Sul Colle di Tenna la vite tornerà regina
Affollata conferenza in sala consiliare con i tecnici di Provincia e Fondazione Mach. Il sindaco Valentini: «Noi ci crediamo»
TENNA . Si è addirittura andati a scomodare Giulio Ferrari e la storia che lo vede coltivare sua prima uva Chardonnay per l'omonimo spumante sul Colle di Tenna. E che dire dell'Impero Austo-ungarico al quale finiva buona parte della produzione vitigna durante l'occupazione tedesca? Insomma, il colle di Tenna vanta un passato piuttosto nobile quando si parla di uva. Il problema è il presente: quello che era un versante quasi totalmente coltivato a vite, oggi - salvo qualche rara eccezione - è un bosco incolto. Se ne parla da anni, ma non sono serviti granché progetti e piani di riqualificazione, i più noti dei quali sono l'accordo di programma di una quindicina di anni fa e il progetto di riqualificazione del Comune di Tenna di 5 anni fa.
Sul colle però sono testardi e così ci hanno riprovato. L'altra sera una gremita sala consigliare ha fatto da cornice ad una conferenza che voleva rispondere ad un'unica domanda: rivedremo pergole e spalliere sul colle di Tenna? "Noi ci crediamo!", ha chiarito fin da subito in apertura il sindaco di Tenna Antonio Valentini, sostenuto anche dall'assessore Claudio Turri di Caldonazzo, comune con il quale la serata è stata organizzata. Ad alterarsi tra le slide parecchi tecnici e professionisti, che non hanno mancato di sottolineare il pessimo stato di conservazione del versante collinare, prima di illustrare una possibile o tante possibili soluzioni. Tante buone idee accanto ad oggettive difficoltà di realizzazione.
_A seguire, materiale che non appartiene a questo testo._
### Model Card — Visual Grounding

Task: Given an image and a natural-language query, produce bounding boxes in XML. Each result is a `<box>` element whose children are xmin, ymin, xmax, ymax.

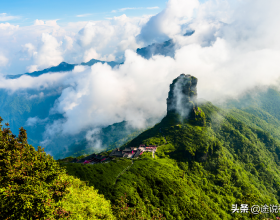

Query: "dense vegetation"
<box><xmin>3</xmin><ymin>85</ymin><xmax>280</xmax><ymax>219</ymax></box>
<box><xmin>62</xmin><ymin>99</ymin><xmax>280</xmax><ymax>219</ymax></box>
<box><xmin>0</xmin><ymin>118</ymin><xmax>114</xmax><ymax>220</ymax></box>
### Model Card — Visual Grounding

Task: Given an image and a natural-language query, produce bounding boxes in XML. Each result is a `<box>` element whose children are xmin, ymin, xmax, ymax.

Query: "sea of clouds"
<box><xmin>0</xmin><ymin>0</ymin><xmax>280</xmax><ymax>150</ymax></box>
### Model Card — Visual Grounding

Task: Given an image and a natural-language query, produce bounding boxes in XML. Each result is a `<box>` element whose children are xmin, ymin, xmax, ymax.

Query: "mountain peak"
<box><xmin>167</xmin><ymin>73</ymin><xmax>204</xmax><ymax>125</ymax></box>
A cominciare la serata ci hanno pensato gli studenti dell'Istituto Tecnico Agrario di San Michele, supportati dal professore Franco Frisanco. Hanno illustrato uno studio che dal punto di vista storico, idrogeologico e morfologico ha affrontato il tema, evidenziando nodi peraltro già noti: l'acclività del colle, la polverizzazione fondiaria, la vicinanza della statale 47 e ciò che rimane dell'Hotel Le Terrazze. Ottime le prospettive di coltivazione, per le uve Chardonnay, Müller Thurgau, Pinot Nero. Come le opportunità di valorizzazione della collina attraverso percorsi storici, culturali e naturalistici. Sul vino ha fatto loro eco Maurizio Bottura del Centro Trasferimento Tecnologico della Fondazione Mach, che ha puntato il dito soprattutto su una cosa: «Saremo sempre perdenti con il vicino Veneto se scommetteremo sulla quantità. Dobbiamo valorizzare la qualità delle nostre coltivazioni». Qualche dubbio invece sulle coltivazioni resistenti e sottolineatura sul fatto che con l'aumento delle temperature, il Trentino è come se fosse calato di 300 metri. «La vite ora si può coltivare ad altitudini una volta impensabili», ha commentato.
Tris di interventi dal fronte provinciale: il direttore dell'Osservatorio del paesaggio trentino Giorgio Tecilla ha richiamato il processo generalizzato di impoverimento del paesaggio trentino, con l'abbandono delle coltivazioni di mezza montagna (solo 10% del territorio è coltivato) e la triplicazione della superficie urbanizzata in poco più di 50 anni. Gianantonio Tonelli e il collega Federico Bigaran del Dipartimento Territorio, Agricoltura, Ambiente e Foreste, hanno illustrato le possibili soluzioni per stimolare il processo di coltivazione e per affrontare il problema della polverizzazione fondiaria: la costituzione di un Consorzio di Miglioramento Fondiario oppure di un Asfo, che altro non è che un'associazione fondiaria, la quale ha un asso nella manica: il Comune può affidare all'associazione anche la coltivazione di terreni i cui proprietari sono irrintracciabili, almeno finché non si faranno vivi (se vivi).
Insomma, un nuovo tentativo, che dalla sua ha un accresciuto appeal e una fiammella di ripartenza di interesse che imprenditori e giovanissimi stanno manifestando. Vedremo.